Discover the town’s early Christian heritage and its important contribution to Christian faith in the North-East region. 

The Headland, the so-called ancient borough of Hartlepool, is one of the oldest centres of Christianity in England. As well as being visually stunning and impressive, St Hilda’s Church is recognised as a place of great importance in the development of the Christian faith in the region and in the north east in general. It’s well worth a visit to explore its stunning surroundings! You can even journey inside to its visitor centre where you can learn all about the church’s fascinating history. If you’re a keen historian, be sure to explore the Headland area in full – there’s such a varied and interesting heritage to uncover!

The significance of the church is recognised through a unique pilgrimage trail, named The Way of St Hild, set up to celebrate the important Saxon saint Hilda.
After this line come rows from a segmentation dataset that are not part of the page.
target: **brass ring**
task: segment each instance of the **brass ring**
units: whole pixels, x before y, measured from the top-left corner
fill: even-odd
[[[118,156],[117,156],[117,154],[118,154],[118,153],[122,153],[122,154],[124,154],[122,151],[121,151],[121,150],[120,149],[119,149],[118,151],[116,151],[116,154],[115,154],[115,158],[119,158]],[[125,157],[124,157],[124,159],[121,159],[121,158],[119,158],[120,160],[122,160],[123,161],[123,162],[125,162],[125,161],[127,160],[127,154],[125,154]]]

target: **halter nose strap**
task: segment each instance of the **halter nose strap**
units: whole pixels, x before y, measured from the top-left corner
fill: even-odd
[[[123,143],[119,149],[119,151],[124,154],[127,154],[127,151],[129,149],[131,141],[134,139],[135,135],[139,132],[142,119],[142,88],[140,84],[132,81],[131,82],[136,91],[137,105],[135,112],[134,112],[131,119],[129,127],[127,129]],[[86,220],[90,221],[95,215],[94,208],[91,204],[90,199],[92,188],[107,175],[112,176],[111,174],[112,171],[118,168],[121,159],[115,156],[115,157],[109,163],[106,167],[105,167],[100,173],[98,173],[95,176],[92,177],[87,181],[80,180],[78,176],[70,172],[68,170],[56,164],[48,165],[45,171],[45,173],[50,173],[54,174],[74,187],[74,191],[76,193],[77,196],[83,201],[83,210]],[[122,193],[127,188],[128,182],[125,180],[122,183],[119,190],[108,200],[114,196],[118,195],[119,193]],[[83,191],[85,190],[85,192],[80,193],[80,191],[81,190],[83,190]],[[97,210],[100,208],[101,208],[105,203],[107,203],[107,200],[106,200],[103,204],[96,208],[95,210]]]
Hild – in Latin, Hilda – was the Abbess of both Hartlepool and Whitby in Saxon times and this interactive 47-mile walk follows her journey between the two areas. The route begins at Hartlepool Headland, passing all the way along Hartlepool’s coastline and out of town via Seaton Carew. The route then continues south-ward down the coast, and concluding at Whitby Abbey.

Also located on the Headland is Spion Kop Cemetery. This historic cemetery dates back to 1856, and was established to take over burials from the ancient graveyard at St. Hilda’s. Today it exists as an important coastal grassland site with a stunning and eclectic display of wildflowers. It’s a great site to enjoy the gorgeous views of the coastline!

On the outskirts of town, Hart Village is another fascinating area of Hartlepool. It too features a stunning Saxon church that can be rooted back as far as 675AD. St Mary Magdalene Church has a rather rich history and was actually part of the estates of the de Brus family throughout the Norman times. This stunning spiritual home, set in the beautiful rural location of Hart is a definite must-see.